Bush: Happy holidays to all, and thanks to some

The president's messages for Christmas and Chanukah pay tribute to the troops. His message for Kwanzaa does not.

Published December 20, 2005 7:56PM (EST)

At the end of his press conference Monday, George W. Bush thanked reporters for coming, then wished them all "Happy holidays." We thought maybe it was some sort of capitulation in the war on Christmas, but it turns out that the president was simply being multicultural.

Shortly after the president finished speaking, the White House posted on its Web site the presidential messages for Christmas, Chanukah and Kwanzaa. They're about what you'd expect from this White House: The Christmas message accepts the birth of the Messiah as a matter of fact -- "More than 2,000 years ago, a virgin gave birth to a Son, and the God of heaven came to Earth" -- while the president merely "sends greetings to those" celebrating the other holidays.

But this is where things get a little odd. In the president's Christmas message, he asks God to "watch over all of our men and women in uniform," including those "serving in distant lands, helping to advance the cause of freedom and peace." In his Chanukah message, the president expresses gratitude "for the courage and commitment of America's men and women in uniform" and prays "for their safety as they serve around the world to spread peace and liberty." But in his Kwanzaa message, Bush says nothing at all about men and women in uniform, about spreading freedom or liberty or peace, or about the war in Iraq. Instead, he offers a sort of generalized acknowledgment of the "many contributions African Americans have made to our country's character."

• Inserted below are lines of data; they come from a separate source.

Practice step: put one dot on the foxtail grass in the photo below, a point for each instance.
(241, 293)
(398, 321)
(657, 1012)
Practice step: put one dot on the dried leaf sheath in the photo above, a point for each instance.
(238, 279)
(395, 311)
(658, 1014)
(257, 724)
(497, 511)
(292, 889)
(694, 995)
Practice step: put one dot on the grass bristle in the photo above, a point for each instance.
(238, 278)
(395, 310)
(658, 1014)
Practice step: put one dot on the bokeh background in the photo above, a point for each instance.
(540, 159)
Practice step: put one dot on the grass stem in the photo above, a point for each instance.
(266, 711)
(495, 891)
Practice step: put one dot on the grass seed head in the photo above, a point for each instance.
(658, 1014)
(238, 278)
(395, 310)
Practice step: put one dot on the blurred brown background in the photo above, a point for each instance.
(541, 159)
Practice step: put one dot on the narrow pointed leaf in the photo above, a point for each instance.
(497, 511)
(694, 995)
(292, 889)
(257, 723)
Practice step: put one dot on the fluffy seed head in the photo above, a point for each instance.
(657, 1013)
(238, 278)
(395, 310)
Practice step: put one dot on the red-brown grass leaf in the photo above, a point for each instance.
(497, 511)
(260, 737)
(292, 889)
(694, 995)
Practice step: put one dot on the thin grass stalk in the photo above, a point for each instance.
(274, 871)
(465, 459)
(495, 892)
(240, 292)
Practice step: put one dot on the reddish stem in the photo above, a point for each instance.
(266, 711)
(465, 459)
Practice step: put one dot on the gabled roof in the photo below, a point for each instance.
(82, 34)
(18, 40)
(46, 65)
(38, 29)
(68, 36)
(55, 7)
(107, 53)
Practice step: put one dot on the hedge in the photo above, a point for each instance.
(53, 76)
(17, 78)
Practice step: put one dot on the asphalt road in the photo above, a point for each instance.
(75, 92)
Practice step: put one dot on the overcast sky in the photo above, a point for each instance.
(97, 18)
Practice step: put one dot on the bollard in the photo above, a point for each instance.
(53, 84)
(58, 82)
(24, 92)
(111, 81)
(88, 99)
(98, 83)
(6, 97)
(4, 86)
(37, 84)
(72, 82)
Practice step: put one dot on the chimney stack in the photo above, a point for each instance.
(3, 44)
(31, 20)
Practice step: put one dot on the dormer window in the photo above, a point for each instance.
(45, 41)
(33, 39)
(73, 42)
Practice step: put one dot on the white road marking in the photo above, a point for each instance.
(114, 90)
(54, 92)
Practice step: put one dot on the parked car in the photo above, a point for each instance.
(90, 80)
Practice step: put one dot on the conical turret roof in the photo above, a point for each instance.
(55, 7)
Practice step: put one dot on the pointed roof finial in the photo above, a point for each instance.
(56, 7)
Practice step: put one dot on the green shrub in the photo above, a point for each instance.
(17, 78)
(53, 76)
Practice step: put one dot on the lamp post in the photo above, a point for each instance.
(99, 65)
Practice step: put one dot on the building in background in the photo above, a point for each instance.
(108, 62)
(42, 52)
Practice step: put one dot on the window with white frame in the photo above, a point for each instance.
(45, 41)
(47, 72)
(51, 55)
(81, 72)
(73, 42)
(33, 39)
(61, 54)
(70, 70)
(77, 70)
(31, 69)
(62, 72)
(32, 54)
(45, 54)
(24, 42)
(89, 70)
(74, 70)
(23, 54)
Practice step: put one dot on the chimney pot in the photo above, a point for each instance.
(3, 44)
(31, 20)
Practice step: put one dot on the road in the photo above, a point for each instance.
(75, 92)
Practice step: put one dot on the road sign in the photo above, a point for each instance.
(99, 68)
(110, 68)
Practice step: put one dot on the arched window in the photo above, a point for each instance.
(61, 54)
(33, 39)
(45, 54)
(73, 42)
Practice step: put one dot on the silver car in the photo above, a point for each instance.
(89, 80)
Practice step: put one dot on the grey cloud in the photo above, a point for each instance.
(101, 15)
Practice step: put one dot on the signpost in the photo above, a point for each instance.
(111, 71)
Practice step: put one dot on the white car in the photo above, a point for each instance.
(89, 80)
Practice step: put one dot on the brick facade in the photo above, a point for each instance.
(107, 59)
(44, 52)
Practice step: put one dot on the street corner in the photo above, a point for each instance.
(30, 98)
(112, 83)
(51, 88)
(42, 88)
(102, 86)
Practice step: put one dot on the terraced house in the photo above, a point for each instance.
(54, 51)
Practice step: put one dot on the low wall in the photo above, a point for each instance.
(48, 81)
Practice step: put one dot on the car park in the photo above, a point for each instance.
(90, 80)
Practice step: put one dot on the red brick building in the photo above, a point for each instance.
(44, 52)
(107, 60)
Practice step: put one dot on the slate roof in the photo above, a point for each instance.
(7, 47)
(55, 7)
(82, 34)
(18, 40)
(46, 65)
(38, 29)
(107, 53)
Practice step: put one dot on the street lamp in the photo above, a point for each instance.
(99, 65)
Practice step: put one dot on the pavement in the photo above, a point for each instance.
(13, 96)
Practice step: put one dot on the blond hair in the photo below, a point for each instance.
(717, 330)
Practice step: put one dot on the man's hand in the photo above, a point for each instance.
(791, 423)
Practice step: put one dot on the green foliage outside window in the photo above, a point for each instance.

Among those contributions, of course, is service in the U.S. armed forces. According to a recent report, African-Americans comprise 25 percent of the enlisted ranks in the U.S. Army even though they make up just 13 percent of the U.S. population. Why doesn't Bush's Kwanzaa message mention the African-Americans serving in the military? Maybe the White House is being sensitive to the losses the African-American community has suffered in Iraq. Or maybe it's just that Bush figures that the war isn't the kind of thing he'd want to mention in a message aimed at African-Americans. As Pew pollster Michael Dimock said recently, "It would be hard to find a group where the war in Iraq is less popular."

By Tim Grieve

Tim Grieve is a senior writer and the author of Salon's War Room blog.